In this video, we’ll be discussing team offensive, defensive, and net rating in basketball. We’ll be offering our explanations of what the ratings are and how they’re typically used, while also briefly discussing some of the assumptions made when using the metrics.
As a formula, the ratings are not too complicated: Take the number of points scored for offensive rating or points allowed for defensive rating, divide by the estimated number of possessions played, in the given game or season, and multiply by 100. To create net rating, subtract defensive rating from offensive rating. This can be thought of as the point differential per 100 possessions. The 100 possession benchmark is used as a consistent and aesthetically pleasing baseline for the total number of possessions in an NBA game. With every team’s production placed on the same number of possessions per game, the metric is meant to even out the playing field when comparing different offenses and defenses.
So, what can these metrics be used for? Well, there are generally three levels of analysis for team sports like basketball: team-level, rotation-level, and player-level. Team level analysis lets you compare team performances, rotation-level analysis lets you compare the performance of certain groups and matchups of players, and player-level analysis lets you compare individual performances. These metrics are most commonly used at the team and rotation level. There are separate calculations for an individual player’s offensive and defensive rating. Typically, the ratings are used for general comparison, but when analyzed properly can also offer comparisons across eras. It is no secret that the pace of play in the NBA has radically increased over the last several years, and what these metrics do, by normalizing to 100 possessions, makes it so performance by these measures can be judged regardless of pace.

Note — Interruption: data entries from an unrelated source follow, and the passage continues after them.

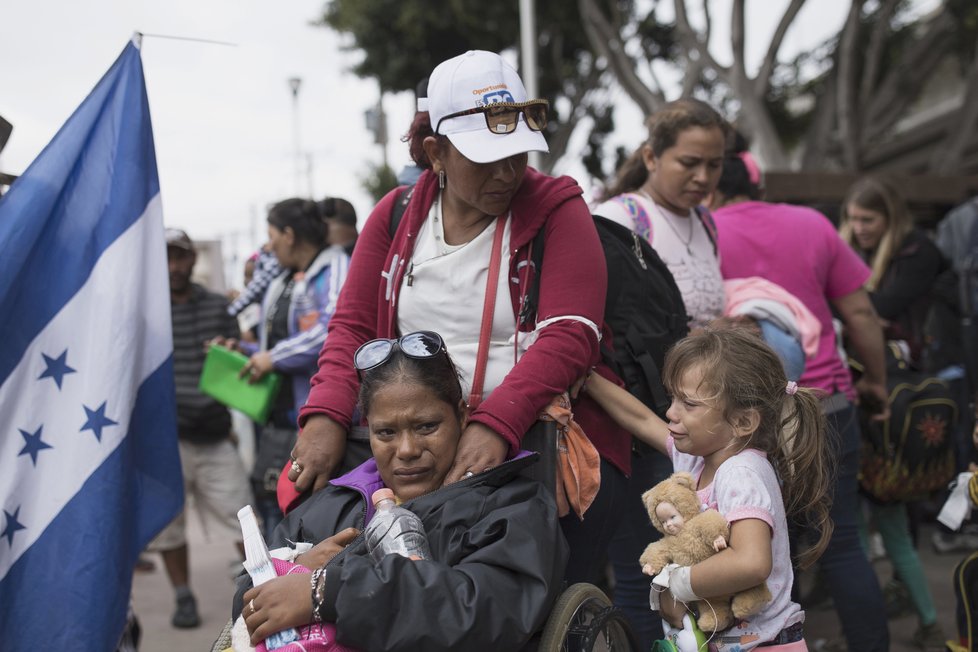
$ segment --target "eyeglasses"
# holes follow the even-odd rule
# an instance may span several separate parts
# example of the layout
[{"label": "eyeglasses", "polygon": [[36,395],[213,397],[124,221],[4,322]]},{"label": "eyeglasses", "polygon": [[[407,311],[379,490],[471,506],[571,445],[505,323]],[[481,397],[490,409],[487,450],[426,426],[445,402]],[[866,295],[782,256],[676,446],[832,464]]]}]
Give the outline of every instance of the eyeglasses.
[{"label": "eyeglasses", "polygon": [[416,331],[394,340],[370,340],[353,354],[357,376],[362,377],[364,371],[375,369],[390,360],[395,349],[400,349],[401,353],[416,360],[434,358],[440,354],[448,355],[445,341],[441,339],[441,335],[432,331]]},{"label": "eyeglasses", "polygon": [[494,102],[485,106],[477,106],[474,109],[466,109],[458,113],[449,113],[438,121],[435,126],[435,133],[440,133],[441,123],[452,118],[461,118],[467,115],[481,113],[486,117],[486,127],[494,134],[509,134],[516,131],[519,123],[520,114],[526,126],[533,131],[543,131],[547,127],[547,108],[550,102],[547,100],[530,100],[529,102]]}]

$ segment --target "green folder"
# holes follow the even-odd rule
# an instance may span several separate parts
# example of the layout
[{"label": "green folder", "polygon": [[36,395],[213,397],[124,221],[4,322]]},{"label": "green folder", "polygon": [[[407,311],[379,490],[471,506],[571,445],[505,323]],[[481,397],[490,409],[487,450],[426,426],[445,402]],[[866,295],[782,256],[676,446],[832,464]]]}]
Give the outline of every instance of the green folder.
[{"label": "green folder", "polygon": [[266,374],[257,383],[239,378],[248,358],[223,346],[211,345],[200,372],[198,389],[218,403],[248,415],[258,423],[268,421],[268,414],[275,403],[282,376]]}]

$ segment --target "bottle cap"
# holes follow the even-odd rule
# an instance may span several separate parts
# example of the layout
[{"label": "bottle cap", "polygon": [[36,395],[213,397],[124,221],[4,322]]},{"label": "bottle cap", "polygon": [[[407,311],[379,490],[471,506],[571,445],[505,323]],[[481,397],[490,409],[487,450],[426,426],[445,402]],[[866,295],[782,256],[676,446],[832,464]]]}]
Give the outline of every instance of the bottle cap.
[{"label": "bottle cap", "polygon": [[374,504],[374,507],[376,507],[377,503],[380,501],[387,499],[394,500],[394,492],[386,487],[384,489],[378,489],[372,496],[370,496],[370,501]]}]

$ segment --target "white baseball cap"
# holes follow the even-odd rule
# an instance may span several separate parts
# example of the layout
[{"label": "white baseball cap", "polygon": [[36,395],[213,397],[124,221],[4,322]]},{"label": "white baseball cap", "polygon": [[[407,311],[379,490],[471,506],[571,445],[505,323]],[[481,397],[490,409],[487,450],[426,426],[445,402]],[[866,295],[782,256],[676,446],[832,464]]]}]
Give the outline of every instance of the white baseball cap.
[{"label": "white baseball cap", "polygon": [[428,97],[418,98],[418,110],[427,111],[431,128],[448,136],[462,156],[475,163],[491,163],[525,152],[549,152],[547,140],[526,126],[520,115],[508,134],[489,131],[481,113],[449,118],[447,115],[494,102],[526,102],[519,74],[494,52],[469,50],[443,61],[428,78]]}]

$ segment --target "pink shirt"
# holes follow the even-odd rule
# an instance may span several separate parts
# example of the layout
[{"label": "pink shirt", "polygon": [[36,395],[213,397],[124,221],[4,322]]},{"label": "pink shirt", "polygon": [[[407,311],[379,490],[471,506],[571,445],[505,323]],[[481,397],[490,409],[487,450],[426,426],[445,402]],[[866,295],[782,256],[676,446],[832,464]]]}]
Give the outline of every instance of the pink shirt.
[{"label": "pink shirt", "polygon": [[[699,483],[705,463],[702,457],[676,450],[672,437],[666,450],[676,471],[689,471]],[[763,452],[748,448],[730,457],[717,469],[713,482],[697,489],[704,509],[715,509],[729,523],[753,518],[771,528],[771,574],[767,588],[773,599],[760,613],[738,621],[711,641],[710,649],[744,652],[770,641],[778,632],[805,620],[805,612],[791,601],[794,574],[788,545],[788,520],[774,467]],[[780,648],[778,648],[780,649]]]},{"label": "pink shirt", "polygon": [[822,325],[818,352],[808,360],[800,384],[854,397],[849,369],[836,350],[829,302],[852,294],[869,278],[869,268],[828,218],[789,204],[742,202],[713,213],[724,278],[760,276],[777,283],[808,306]]}]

Pace in this context refers to the number of possessions in a game. The faster you play, the more possessions there will be by BOTH sides. The slower you play, the fewer possessions both sides will have. For example, the idea is that, with net rating, we could compare the performance of the grit-and-grind grizzlies and the pace-and-space warriors with ease.
Of course, that ease is courtesy of a set of assumptions about how to use the ratings. As with any other sports metrics, you don’t have to use offensive, defensive, or net rating if you aren’t comfortable with the assumptions being made, but let’s dive into the three major assumptions that go into the metrics.
The first fundamental assumption being made is that possessions can be estimated accurately enough through box score stats. The pro for this assumption is that it estimates it the same way for everybody, so it wouldn’t be doing anyone in particular any favors. Also, it is a reasonably close estimation. The con is that it tends to overestimate possession totals. With play-by-play data, we can actually count the number of possessions in a game, and Justin Jacobs, in a post on his squared2020 blog a few years ago, compared the number of possessions this method estimates to have happened to the actual number. The result? That it consistently overestimates. So, it’s the same for everybody, but also a little bit high for everybody.
The second major assumption being made is that points are the best judge of a team’s performance. This may sound silly, but it’s worth thinking about. Points decide who wins and loses, so it is perfectly acceptable means of measurement. But point totals can be noisy, meaning that there can be oddities that go into how a point total in a given game is reached. Every shot behind the three point line is worth three points, whether a full court heave at the buzzer, a catch and shoot three pointer from a drawn up play out of a timeout, or anything in between. Even that Trevor Booker scoop shot as the shot clock expired from a few years ago (link in the description). If the goal of offensive rating is to measure the quality of the offense, it is worth considering this assumption based on the sample size of possessions contributing to the rating.
The third major assumption is that pace should NOT be considered part of team performance when measuring using this metric. This metric deliberately gets rid of pace from the naked eye. But what’s important to consider is that the fewer possessions a team has, the fewer opportunities there are to succeed or fail, which puts more pressure and mathematical weight on each possession. The opposite is true for teams that play at a faster pace, there is less pressure on each possession. This is a fundamental part of a team’s offensive and defensive decision making. So, the argument could be made that these ratings don’t just normalize the number of possessions, it normalizes the team’s strategies and decision making. The obvious pro of this assumption is similar to the last one: points decide who wins and loses, and to make general comparisons, it’s kind of necessary to get rid of what goes into the point totals from the naked eye. The con is that it could lead to you inappropriately comparing two teams because you’re not considering any of the key things that have made their ratings what they are. Whether that’s what you’re trying to do or what you want to avoid doing is up to you.
So, in summary, offensive, defensive, and net ratings show the number of points scored, allowed, and difference between the two per 100 possessions the team (or lineup) plays. This is a pace-neutralized metric that is helpful when comparing teams across eras and play-styles. But, it also comes with its own bag of assumptions, that you should definitely think about before really looking at it and/or trying to interpret results born from analyses that use them.